Constance Hansen
Woodsdark
path, blue
with spruce light.
Brambles do the gathering.
Sweater catch, ankle scratch.
Barn Owl cocks her head.
Her sideways face a white heart
outlined in warm brown.
Absences, her eyes.
Void is one way to say before.
Sound is one way to say parallel
to the ocean, an inlet of brine.
Waves curl in the sea damp.
Backhanded, I would
wipe them from your brow.
Cool through, what’s behind you
beats under a distant tree,
deciduous as love in the fall.
Only find the hill the sky holds gold.
Looking back bears no significance.
Neither salts nor sacrifices.
Confess.
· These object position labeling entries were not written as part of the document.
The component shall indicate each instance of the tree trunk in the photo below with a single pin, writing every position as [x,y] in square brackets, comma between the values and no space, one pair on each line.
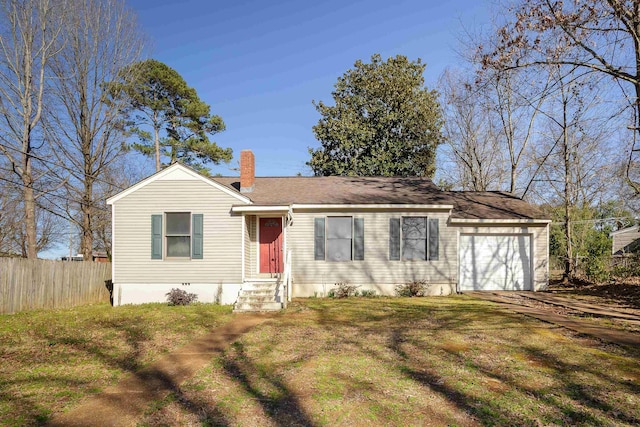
[569,267]
[86,201]
[31,235]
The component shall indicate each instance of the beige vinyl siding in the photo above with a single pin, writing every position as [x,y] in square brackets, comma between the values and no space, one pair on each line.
[540,247]
[222,251]
[252,247]
[376,268]
[623,239]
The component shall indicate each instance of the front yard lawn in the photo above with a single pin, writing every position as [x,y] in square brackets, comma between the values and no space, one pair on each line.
[392,361]
[51,359]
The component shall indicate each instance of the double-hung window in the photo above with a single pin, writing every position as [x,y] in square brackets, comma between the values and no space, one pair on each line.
[180,237]
[413,238]
[339,238]
[178,234]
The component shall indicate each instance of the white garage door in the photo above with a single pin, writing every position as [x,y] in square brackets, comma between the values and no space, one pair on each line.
[495,262]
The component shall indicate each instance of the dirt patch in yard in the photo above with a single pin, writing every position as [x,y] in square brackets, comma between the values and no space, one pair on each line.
[622,293]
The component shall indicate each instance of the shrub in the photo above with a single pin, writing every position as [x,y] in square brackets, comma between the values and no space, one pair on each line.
[180,297]
[343,290]
[417,288]
[368,293]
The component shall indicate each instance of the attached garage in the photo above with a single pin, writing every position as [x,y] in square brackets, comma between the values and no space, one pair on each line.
[495,262]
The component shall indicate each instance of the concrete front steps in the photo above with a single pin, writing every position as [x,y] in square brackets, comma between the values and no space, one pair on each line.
[259,295]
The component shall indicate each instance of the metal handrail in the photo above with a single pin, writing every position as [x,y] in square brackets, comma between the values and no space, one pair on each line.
[286,280]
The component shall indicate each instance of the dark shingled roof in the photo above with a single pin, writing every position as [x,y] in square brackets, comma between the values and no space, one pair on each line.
[492,205]
[383,190]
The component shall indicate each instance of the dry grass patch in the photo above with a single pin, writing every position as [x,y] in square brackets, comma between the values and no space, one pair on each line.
[429,361]
[52,359]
Did you say yes
to the first threshold
you fell asleep upon,
so weary so weary
from the hunt?
We’re never alone
is another way to say
I believe—
don’t say what in
if you mean stay.
It’s flightier than a bee bird.
What’s flightier than a bee bird?
Don’t answer.
Misunderstandings
thorn the wilderness.
Remember
when you heard stay
as a dog does,
trembling and still,
watching as the speaker
backed away?
Constance Hansen reads “Woodsdark”
Constance Hansen is Managing Editor of Poetry Northwest. Her poetry has appeared or is forthcoming in: RHINO, West Branch, Image Journal, Harvard Review Online, Four Way Review, Northwest Review, Vallum, Southern Humanities Review, Leavings, On the Seawall, and elsewhere. She lives in Seattle. You may learn more at www.constancehansen.com.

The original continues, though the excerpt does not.